This chapter in the tour guide is all about securing your research data's future for the following purposes:
Archiving data for future reference Research data archiving is about storing and preserving research data for the long term. When you archive your data, you make sure you can read can access the data later on. You can then also allow access to others for verification purposes when such a request arrives. In all cases, you should store your data in a suitable file format, with adequate documentation and keep your data safe.
Publishing data for reuse
To make your data reusable for purposes beyond the one for which you collected them, you should publish your data. Publishing your data is the act of publicly disclosing the research data you've collected, making them findable, accessible and reusable.
The incentives that motivate interviewed researchers to archive and publish their research data (Van den Eynden & Bishop, 2014; Hahnel et al., 2017) fall into four main categories:
Data publication may lead to increased visibility, reuse and citation and therefore recognition of scholarly work.
A number of studies show the impact of data publication on citation rates. Articles for which the underlying data is published are more frequently cited than articles for which this is not the case. Studies from social science (Pienta, Alter & Lyle, 2010), genetics (Piwowar and Vision, 2013; Botstein, 2010), astronomy (Henneken and Accomazzi, 2011; Dorch 2012) and oceanography (Sears 2011, Belter 2014) confirm this effect.
Data archiving and publication has direct benefits for the research itself (more robust), for the discipline and for science in general by enabling new collaborations, new data uses and establishing links to the next generation of researchers.
A tweet (ESS ERIC, 2017) from the European Social Survey (n.d.) is just one of the many, many examples of how sharing high-quality datasets leads new insights. The European Social Survey is widely accessible and used by many researchers.
Norms of the project, research group, and/or discipline may determine whether a researcher is prone to publish his/her data. Overall, the openness of research data is at the heart of scientific ethics as is illustrated by the quote below.
Sociologists make their data available after completion of the project or its major publications, except where proprietary agreements with employers, contractors, or clients preclude such accessibility or when it is impossible to share data and protect the confidentiality of the data or the anonymity of research participants (e.g., raw field notes or detailed information from ethnographic interviews) | American Sociological Association (1999).
External drivers like research data management policies from research funders and publishers have a significant influence on data archiving and publication:
Funders Some funders consider costs related to data archiving and publication eligible and require a DMP. For a list of funder requirements see the 'European diversity in funder requirements' section of this tour guide.

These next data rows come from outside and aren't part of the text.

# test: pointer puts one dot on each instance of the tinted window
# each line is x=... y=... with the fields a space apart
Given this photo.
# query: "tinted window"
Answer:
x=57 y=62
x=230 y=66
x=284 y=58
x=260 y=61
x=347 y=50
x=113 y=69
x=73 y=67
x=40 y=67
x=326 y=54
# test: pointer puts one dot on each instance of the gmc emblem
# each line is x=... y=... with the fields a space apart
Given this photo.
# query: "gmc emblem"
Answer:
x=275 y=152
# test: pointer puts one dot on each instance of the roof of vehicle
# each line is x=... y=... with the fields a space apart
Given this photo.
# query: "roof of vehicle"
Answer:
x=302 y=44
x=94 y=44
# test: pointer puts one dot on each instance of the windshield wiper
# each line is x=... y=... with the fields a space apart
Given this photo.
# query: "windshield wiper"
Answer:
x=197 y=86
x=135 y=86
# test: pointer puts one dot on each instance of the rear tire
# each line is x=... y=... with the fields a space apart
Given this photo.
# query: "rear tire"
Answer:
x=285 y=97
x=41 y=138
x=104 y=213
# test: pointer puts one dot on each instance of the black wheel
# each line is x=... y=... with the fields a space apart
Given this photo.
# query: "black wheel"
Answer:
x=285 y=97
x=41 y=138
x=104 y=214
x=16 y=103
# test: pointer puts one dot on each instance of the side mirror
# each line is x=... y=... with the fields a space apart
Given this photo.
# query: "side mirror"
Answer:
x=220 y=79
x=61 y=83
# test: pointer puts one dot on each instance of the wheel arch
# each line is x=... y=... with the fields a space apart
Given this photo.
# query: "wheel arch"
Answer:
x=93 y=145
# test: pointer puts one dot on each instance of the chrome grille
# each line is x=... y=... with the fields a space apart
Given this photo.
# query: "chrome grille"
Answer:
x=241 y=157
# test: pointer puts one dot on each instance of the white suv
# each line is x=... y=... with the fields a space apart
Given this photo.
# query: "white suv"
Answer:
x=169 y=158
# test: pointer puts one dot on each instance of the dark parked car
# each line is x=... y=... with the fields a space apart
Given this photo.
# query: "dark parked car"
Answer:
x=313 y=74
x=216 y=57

Publishers Scientific journals are increasingly adopting data availability policies that advise or even request authors of manuscripts to make the research data, on which a manuscript is based, available. For example, PLOS One says in its data availability statement:
All data and related metadata underlying the findings reported in a submitted manuscript should be deposited in an appropriate public repository unless already provided as part of the submitted article. Repositories may be either subject-specific (where these exist) and accept specific types of structured data, or generalist repositories that accept multiple data types, such as Dryad | PLOS One (2014a).
In the coming paragraphs, the main focus will be on securing high-quality datasets for the future by combining data archiving and data publishing.